Spades, Roundhouse | Theatre reviews, news & interviews
Canada's most imaginative director turns his 360 degree gaze on the Iraq War
You don’t so much watch a Robert Lepage show as surrender to it, and his latest project sees Canada’s most innovative theatre-maker in full assault. It’s hard to think of another director whose response to the Iraq War would involve an Elvis impersonator, menopause as a major plot point and a visual cadenza for twelve perspex chairs, but that’s the love/hate thrill of Lepage. Spades is the first in a planned tetralogy of plays each themed around one of the suits of cards. Conceived in partnership with round arts venues across the world, the cycle proposes a 360 degree theatrical experience that leaves the fourth wall crumbling somewhere in the distance.
We’ve all seen theatre-in-the-round before, but Lepage is at pains to turn what is conventionally a two-dimensional circle into a three-dimensional sphere of theatre. The cast cannot exit or enter the stage-space during the performance, so horizontal planes of on and offstage become vertical axes, with props and sets rising up or descending as needed.
A visual dance that reconceives the space in endlessly inventive permutations
Theoretically and technically complex, visually it’s organic and exhilarating – a dance that reconceives the space in endlessly inventive permutations. The 12 chairs descend in absolute synchronism on retracting wires, arranged precisely around the revolving edge of the stage. It’s a gesture that must have taken hours of technical trial and error, and all for the most fleeting scene of exposition. Swimming pools, airports, bars, hotel rooms and of course casinos (we are in Las Vegas after all) all take shape before us, each melting and bleeding into the next.

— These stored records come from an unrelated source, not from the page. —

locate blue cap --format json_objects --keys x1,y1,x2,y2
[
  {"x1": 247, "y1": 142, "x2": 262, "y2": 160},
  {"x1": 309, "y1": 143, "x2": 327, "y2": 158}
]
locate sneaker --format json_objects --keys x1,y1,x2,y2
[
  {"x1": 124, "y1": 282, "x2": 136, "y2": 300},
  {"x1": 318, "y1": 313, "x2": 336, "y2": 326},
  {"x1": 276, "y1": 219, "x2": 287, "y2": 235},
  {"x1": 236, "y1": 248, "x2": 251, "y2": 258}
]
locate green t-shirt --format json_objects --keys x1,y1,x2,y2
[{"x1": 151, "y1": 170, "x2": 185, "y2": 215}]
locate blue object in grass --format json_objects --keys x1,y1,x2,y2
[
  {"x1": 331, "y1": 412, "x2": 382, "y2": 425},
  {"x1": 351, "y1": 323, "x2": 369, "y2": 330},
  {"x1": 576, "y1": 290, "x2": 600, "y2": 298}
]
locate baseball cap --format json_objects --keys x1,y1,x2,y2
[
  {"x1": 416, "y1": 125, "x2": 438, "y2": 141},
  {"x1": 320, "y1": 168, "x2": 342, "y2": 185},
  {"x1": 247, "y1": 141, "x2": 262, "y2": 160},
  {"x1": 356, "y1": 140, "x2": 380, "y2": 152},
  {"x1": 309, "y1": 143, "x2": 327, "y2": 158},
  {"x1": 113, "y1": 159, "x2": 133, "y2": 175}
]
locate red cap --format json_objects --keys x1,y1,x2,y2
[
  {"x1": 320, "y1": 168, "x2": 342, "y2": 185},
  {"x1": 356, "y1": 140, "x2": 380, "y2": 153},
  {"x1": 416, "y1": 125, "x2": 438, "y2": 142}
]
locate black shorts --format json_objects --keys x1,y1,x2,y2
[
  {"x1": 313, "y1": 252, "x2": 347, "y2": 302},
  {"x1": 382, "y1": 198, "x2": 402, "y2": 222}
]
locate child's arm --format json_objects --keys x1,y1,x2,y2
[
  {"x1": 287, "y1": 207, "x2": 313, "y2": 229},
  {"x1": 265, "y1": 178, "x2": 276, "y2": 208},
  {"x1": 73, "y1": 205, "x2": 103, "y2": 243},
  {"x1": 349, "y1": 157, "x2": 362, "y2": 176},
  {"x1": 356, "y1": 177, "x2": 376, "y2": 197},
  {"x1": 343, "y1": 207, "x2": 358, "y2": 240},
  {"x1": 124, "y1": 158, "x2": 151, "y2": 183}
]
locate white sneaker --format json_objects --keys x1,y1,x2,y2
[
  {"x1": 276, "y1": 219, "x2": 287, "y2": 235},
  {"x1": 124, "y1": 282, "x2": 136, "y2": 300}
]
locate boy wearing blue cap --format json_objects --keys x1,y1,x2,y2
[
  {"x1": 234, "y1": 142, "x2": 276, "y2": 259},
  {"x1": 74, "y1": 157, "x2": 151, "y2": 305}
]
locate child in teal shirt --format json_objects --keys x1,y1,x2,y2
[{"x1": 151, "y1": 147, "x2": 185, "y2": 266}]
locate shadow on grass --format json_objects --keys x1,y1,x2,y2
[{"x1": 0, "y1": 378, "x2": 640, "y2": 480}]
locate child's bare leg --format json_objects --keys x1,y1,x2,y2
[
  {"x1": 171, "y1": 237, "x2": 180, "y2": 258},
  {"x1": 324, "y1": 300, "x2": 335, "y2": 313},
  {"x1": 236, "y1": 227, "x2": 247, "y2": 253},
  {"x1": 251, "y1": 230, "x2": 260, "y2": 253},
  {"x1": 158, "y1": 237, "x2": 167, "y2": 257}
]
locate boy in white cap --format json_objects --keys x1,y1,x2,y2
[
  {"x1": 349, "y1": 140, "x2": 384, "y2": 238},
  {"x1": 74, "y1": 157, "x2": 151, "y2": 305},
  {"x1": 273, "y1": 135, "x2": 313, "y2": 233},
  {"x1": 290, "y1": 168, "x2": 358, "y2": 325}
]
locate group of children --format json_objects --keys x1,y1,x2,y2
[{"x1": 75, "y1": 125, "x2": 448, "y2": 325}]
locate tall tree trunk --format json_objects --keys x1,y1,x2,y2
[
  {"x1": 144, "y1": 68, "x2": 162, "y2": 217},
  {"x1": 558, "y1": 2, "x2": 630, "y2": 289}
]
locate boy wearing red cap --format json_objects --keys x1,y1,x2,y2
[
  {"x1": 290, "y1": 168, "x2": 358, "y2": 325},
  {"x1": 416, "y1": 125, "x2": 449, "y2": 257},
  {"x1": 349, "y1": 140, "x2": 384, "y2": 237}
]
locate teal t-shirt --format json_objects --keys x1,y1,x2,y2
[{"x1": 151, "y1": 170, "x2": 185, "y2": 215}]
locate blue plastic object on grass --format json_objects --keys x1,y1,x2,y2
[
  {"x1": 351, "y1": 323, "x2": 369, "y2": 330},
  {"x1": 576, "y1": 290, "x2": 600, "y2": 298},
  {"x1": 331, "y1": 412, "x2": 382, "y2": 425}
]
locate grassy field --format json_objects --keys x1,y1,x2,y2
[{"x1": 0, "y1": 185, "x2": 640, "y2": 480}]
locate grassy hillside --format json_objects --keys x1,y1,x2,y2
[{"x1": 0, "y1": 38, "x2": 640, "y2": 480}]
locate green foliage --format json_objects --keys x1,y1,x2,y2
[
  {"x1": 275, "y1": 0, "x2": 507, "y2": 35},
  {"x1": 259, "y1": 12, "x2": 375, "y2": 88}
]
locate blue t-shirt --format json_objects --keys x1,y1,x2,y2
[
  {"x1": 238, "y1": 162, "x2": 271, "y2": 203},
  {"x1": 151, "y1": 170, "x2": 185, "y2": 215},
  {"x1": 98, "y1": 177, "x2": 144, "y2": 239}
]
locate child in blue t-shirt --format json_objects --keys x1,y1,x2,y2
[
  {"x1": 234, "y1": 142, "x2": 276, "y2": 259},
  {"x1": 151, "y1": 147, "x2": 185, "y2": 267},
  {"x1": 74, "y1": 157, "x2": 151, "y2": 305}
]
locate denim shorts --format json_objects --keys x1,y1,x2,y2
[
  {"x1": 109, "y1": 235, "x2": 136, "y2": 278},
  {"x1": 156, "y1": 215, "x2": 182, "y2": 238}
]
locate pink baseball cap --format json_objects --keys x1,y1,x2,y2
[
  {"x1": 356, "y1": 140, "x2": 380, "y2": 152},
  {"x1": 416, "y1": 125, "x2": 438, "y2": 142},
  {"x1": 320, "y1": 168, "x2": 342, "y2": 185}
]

And that’s the danger of Spades – a piece of visual circus-theatrics that constructs its scene changes with such mastery as to risk obscuring the drama they punctuate. Nominally this is a work about the 2003 invasion of Iraq, telling a tale about one dusty desert city by visiting Western civilisation’s silicon-enhanced, alcohol-infused doppelganger: Las Vegas. Outside the city, soldiers fight a phoney war in a faux-Iraqi village defended by Hollywood extras. Inside the city’s hotels, ordinary people play their own domestic games of risk and chance, gambling against odds no more arbitrary than the US army.
It’s all excellently done by a cast of just six multilingual actors, each taking multiple roles, but the question of whether it’s worth doing is more fraught. Dialogue is functional – best in the clumsy banality of naturalism, worst in moments of political or social table-thumping – but its issues are ill-digested into the narrative. Individual stories scratch deep for a moment, but just as we begin to feel the sting Lepage’s panoptic vision pans elsewhere.
Typical of the director’s cumulative approach the show has apparently evolved since its Canadian debut. It’s mercifully shorter now (playing at around two-and-a-half hours without interval), but still feels too long, and now ends on more of a David Lynch-esque shrug of symbolist make-of-that-what-you-will than a pyrotechnic bang.
Lepage’s time with Cirque du Soleil has honed his eye for spectacle and sharpened his visual imagination, but it may also have stunted his emotional investment in storytelling. There’s an awful lot of grandiose window-dressing here in a tale whose best bits are as simple as they are brutal.